Apple Patched Three Actively Exploited Zero-Day Bugs In macOS/tvOS

Apple has recently addressed three serious zero-day bugs in macOS and tvOS that were under attack before a fix was deployed.

Zero-Day Bugs In macOS/tvOS

Specifically, Apple has addressed two zero-day bugs in tvOS and one zero-day in macOS under active exploitation.

According to their advisory, one of the two bugs in tvOS include CVE-2021-30663 – an integer overflow vulnerability in Apple WebKit. Exploiting this bug could allow an adversary to execute arbitrary codes on the target device.

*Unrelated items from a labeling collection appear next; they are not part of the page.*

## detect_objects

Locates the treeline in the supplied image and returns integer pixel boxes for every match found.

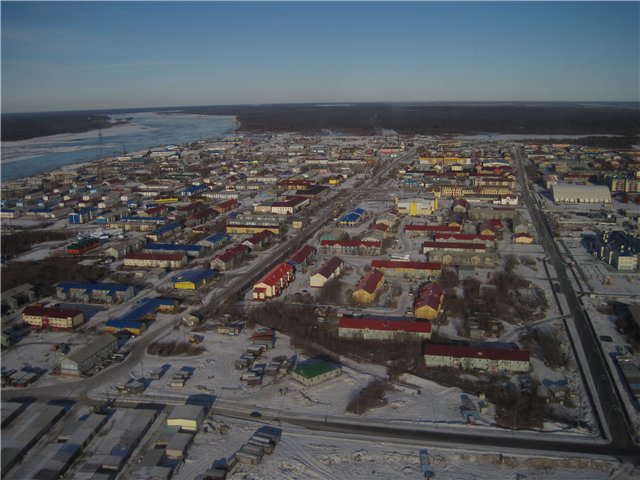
[2,112,112,142]
[0,230,74,258]
[178,104,640,140]
[1,257,105,297]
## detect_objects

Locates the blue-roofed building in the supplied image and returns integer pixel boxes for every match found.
[172,269,218,290]
[56,282,136,303]
[145,222,182,242]
[180,183,209,197]
[197,232,231,250]
[143,243,204,258]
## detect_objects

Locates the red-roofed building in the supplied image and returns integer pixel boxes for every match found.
[371,260,442,278]
[253,263,295,300]
[309,257,344,288]
[423,343,530,373]
[213,198,238,213]
[351,269,384,303]
[211,244,249,271]
[320,240,382,255]
[415,282,444,320]
[22,305,84,330]
[124,253,187,268]
[338,317,431,340]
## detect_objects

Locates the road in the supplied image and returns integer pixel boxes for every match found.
[515,147,640,450]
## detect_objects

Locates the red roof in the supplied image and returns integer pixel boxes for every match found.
[404,224,462,232]
[422,242,486,250]
[124,252,184,261]
[423,343,530,362]
[356,268,384,294]
[416,282,444,311]
[338,317,431,333]
[22,305,82,318]
[433,233,496,242]
[290,245,316,265]
[258,263,293,286]
[320,240,382,248]
[371,260,442,271]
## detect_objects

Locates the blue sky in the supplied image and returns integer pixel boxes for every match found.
[1,1,640,112]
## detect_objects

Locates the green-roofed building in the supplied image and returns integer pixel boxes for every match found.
[291,358,342,387]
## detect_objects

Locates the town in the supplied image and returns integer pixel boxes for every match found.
[0,132,640,480]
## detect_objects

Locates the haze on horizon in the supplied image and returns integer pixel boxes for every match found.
[1,1,640,113]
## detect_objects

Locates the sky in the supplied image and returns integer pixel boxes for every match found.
[1,0,640,113]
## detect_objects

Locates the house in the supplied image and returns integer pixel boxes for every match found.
[287,245,316,272]
[291,358,342,387]
[211,244,249,271]
[253,263,295,300]
[309,257,344,288]
[22,305,84,330]
[171,269,217,290]
[351,268,384,303]
[338,317,431,340]
[320,240,382,255]
[60,333,118,375]
[124,253,187,269]
[423,343,530,373]
[415,282,444,320]
[371,259,442,279]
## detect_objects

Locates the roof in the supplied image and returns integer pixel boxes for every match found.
[258,263,293,285]
[423,343,530,362]
[124,253,184,261]
[289,245,316,264]
[416,282,444,310]
[371,259,442,271]
[356,268,384,294]
[172,268,217,283]
[338,317,431,333]
[315,257,344,278]
[22,305,82,318]
[293,358,338,378]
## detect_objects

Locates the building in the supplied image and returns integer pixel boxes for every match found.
[552,183,611,204]
[351,268,384,303]
[171,268,217,290]
[415,282,444,320]
[309,257,344,288]
[22,305,84,330]
[371,259,442,279]
[291,358,342,387]
[338,317,431,340]
[423,343,530,373]
[167,405,205,432]
[60,333,118,375]
[320,240,382,255]
[56,282,136,303]
[124,253,187,269]
[253,263,295,300]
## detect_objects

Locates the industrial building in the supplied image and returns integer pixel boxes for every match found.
[552,183,611,204]
[423,343,530,373]
[338,317,431,340]
[22,305,84,330]
[60,333,118,375]
[291,358,342,387]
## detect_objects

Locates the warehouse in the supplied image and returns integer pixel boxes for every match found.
[172,269,217,290]
[22,305,84,330]
[60,333,118,375]
[291,358,342,387]
[552,183,611,204]
[167,405,204,432]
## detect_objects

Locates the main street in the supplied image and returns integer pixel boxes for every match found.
[515,147,640,454]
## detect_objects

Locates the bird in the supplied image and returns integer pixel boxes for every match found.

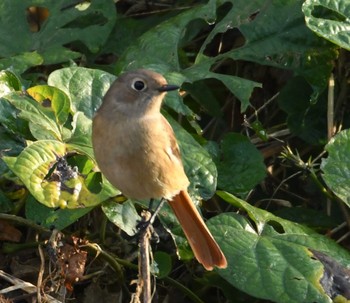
[92,69,227,271]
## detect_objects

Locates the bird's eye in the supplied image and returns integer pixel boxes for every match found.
[131,80,147,92]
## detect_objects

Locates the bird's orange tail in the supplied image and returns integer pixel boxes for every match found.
[169,191,227,270]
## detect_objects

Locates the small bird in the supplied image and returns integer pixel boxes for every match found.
[92,69,227,270]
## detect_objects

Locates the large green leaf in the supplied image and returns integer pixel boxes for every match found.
[303,0,350,50]
[47,67,115,119]
[3,89,65,141]
[277,76,327,144]
[321,129,350,207]
[217,133,266,194]
[0,0,116,72]
[117,1,260,114]
[213,192,350,303]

Whereas, the second vulnerability, CVE-2021-30665, was a memory corruption issue in WebKit. This vulnerability also allowed arbitrary code execution upon exploitation.

Apple has fixed both these bugs, together with many other vulnerabilities with the release of tvOS 14.5. The updates are available for Apple TV4K and Apple TV HD.

Regarding the third zero-day, it specifically affected the macOS Big Sur. As explained in their advisory, this vulnerability, CVE-2021-30713, could allow an app to bypass Privacy preferences due to permission issue.

Together with other vulnerabilities, Apple has fixed the bug with macOS Big Sur 11.4.

macOS Zero-Day Under Attack By XCSSET malware

Apple has confirmed the active exploitation of the three zero-days in its advisories. While it hasn’t shared many details about it. Yet, Jamf Protect has elaborated in a blog post that the XCSSET malware actively exploited this TCC bypass bug.

The vulnerability basically allows an adversary to gain access to screen recording, disk access, and other permissions. That’s what the malware abused it for.

XCSSET was using this bypass specifically for the purpose of taking screenshots of the user’s desktop without requiring additional permissions.

The researchers caught this malware abusing the flaw after observing a surge in the malware variants in the wild.

XCSSET isn’t a new malware. Rather it has undergone numerous improvements thereby producing new variants.

Apple users should rush to update their devices, particularly Macs, to avoid potential attacks via zero-day exploits.